Closed pulkomandy closed 4 years ago
Hi, Sorry, I noticed the regression a day after the release. Yesterday, I released a patch-version which fixes the issue. Unfortunately, the blame-data fetch is indeed very slow. I found that multitheaded fetch accelerates it twice. Which, of course, not a cure for repos with lots of files. In the mean time, the progress indication is a bit complicated in multitheaded case, so for the sake of simplicity I removed it.
On the other hand I was thinking of deprecating the --contribution
option in v2.3.x as the most interesting metrics is obtained from blame data. Apparently, I have to reconsider this deprecation...
I would appreciate if you wait till the end though and tell me how long did it take :)
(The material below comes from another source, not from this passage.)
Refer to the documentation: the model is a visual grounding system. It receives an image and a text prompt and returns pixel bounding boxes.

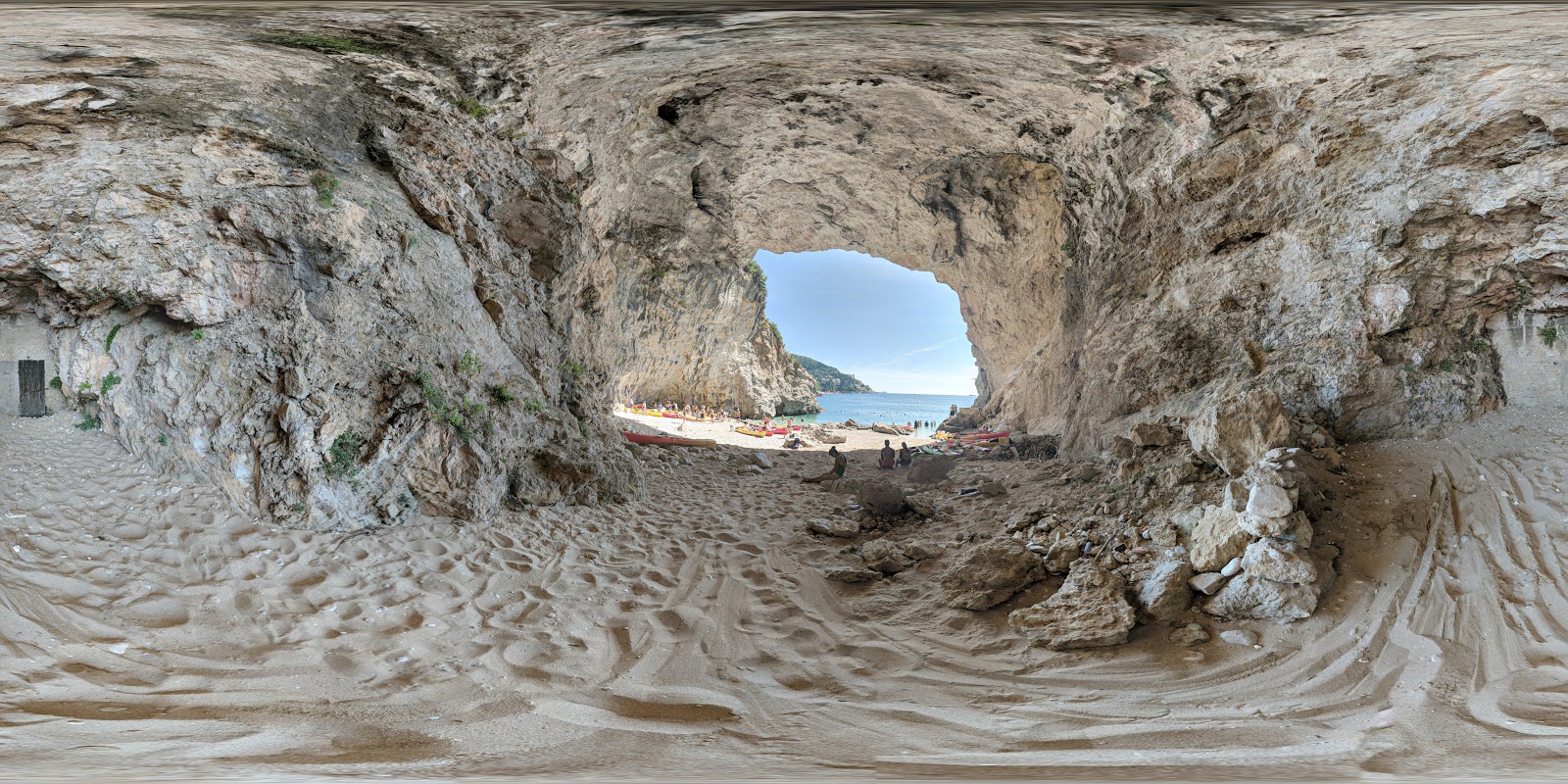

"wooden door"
[18,359,45,417]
Yes, I'm not too much in a hurry for the stats, and that's running on my server machine so I won't power it off. I'd say this is acceptable if the results can be somehow cached so that it doesn't need to be recomputed everytime I run repostat. Otherwise I'll probably keep it disabled for such large repos.
Well it ran for several days and apparently eventually the machine ran out of memory and killed it. The out of memory may be for other reasons, the machine is somewhat busy with other things and has just enough RAM for all of it and a rather small swap partition.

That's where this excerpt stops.